Required columns for Gender Engagement not found or DataFrame not loaded.


In [8]:
# Top 10 Countries by Engagement Score
if 'df' in globals() and 'country' in df.columns and 'user_engagement_score' in df.columns:
    country_engagement = df.groupby('country')['user_engagement_score'].mean().sort_values(ascending=False)
    plt.figure(figsize=(12,5))
    country_engagement.head(10).plot(kind='bar')
    plt.title("Top 10 Countries by Engagement Score")
    plt.ylabel("Engagement Score")
    plt.show()
    display(country_engagement.head(10))
else:
    print('Required columns for Country Engagement not found or DataFrame not loaded.')

Required columns for Country Engagement not found or DataFrame not loaded.


In [9]:
# Followers Count vs Engagement Score
if 'df' in globals() and 'followers_count' in df.columns and 'user_engagement_score' in df.columns:
    plt.figure(figsize=(8,5))
    sns.scatterplot(x='followers_count', y='user_engagement_score', data=df)
    plt.title("Followers Count vs Engagement Score")
    plt.xlabel("Followers Count")
    plt.ylabel("Engagement Score")
    plt.show()
else:
    print('Required columns for Correlation Scatterplot not found or DataFrame not loaded.')

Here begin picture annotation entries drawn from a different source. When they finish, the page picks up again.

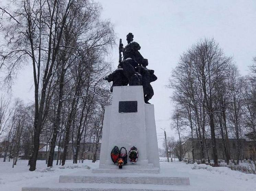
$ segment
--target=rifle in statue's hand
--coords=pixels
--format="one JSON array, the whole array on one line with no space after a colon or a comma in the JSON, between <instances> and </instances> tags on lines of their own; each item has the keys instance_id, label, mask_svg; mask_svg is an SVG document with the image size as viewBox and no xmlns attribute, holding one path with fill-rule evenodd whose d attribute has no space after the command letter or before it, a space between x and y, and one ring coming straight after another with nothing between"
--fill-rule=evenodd
<instances>
[{"instance_id":1,"label":"rifle in statue's hand","mask_svg":"<svg viewBox=\"0 0 256 191\"><path fill-rule=\"evenodd\" d=\"M120 39L119 40L119 63L122 62L122 54L121 53L123 52L123 44L122 44L122 39Z\"/></svg>"}]
</instances>

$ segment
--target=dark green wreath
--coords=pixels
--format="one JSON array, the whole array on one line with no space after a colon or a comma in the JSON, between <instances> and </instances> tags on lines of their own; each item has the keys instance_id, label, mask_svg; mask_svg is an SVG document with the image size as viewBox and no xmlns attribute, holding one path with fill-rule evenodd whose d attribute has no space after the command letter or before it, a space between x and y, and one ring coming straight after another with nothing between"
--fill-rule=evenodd
<instances>
[{"instance_id":1,"label":"dark green wreath","mask_svg":"<svg viewBox=\"0 0 256 191\"><path fill-rule=\"evenodd\" d=\"M136 162L139 156L139 153L138 149L135 146L133 146L130 149L129 155L130 162L132 163Z\"/></svg>"}]
</instances>

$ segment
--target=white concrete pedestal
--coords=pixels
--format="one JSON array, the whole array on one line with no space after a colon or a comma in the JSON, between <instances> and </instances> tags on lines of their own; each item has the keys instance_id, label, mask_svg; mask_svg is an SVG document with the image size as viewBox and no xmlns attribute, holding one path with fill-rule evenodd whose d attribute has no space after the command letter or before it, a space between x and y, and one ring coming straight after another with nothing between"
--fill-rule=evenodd
<instances>
[{"instance_id":1,"label":"white concrete pedestal","mask_svg":"<svg viewBox=\"0 0 256 191\"><path fill-rule=\"evenodd\" d=\"M137 112L120 112L119 101L137 101ZM143 165L148 169L147 165L152 164L160 168L154 105L145 103L142 86L114 87L112 105L106 106L105 110L100 169L116 166L110 155L116 145L119 149L124 147L127 153L133 145L138 149L137 162L132 164L128 158L126 165Z\"/></svg>"}]
</instances>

Required columns for Correlation Scatterplot not found or DataFrame not loaded.


In [10]:
# Correlation Matrix
if 'df' in globals():
    plt.figure(figsize=(10,8))
    numeric_cols = df.select_dtypes(include=[np.number])
    if not numeric_cols.empty:
        sns.heatmap(numeric_cols.corr(), cmap='coolwarm', annot=True, fmt='.2f')
        plt.title("Correlation Matrix of Numeric Features")
        plt.show()
    else:
        print('No numeric columns available for correlation.')
else:
    print('DataFrame not loaded.')

DataFrame not loaded.


In [11]:
# Monthly Login Activity
if 'df' in globals() and 'last_login_date' in df.columns:
    df['last_login_date'] = pd.to_datetime(df['last_login_date'], errors='coerce')
    df_login = df.dropna(subset=['last_login_date'])
    df_login['Month'] = df_login['last_login_date'].dt.to_period('M')
    monthly_users = df_login.groupby('Month').size()

    plt.figure(figsize=(10,5))
    monthly_users.plot(marker='o')
    plt.title("Monthly Login Activity")
    plt.ylabel("Number of Logins")
    plt.grid(True)
    plt.show()
else:
    print('Column "last_login_date" not found or DataFrame not loaded.')

Column "last_login_date" not found or DataFrame not loaded.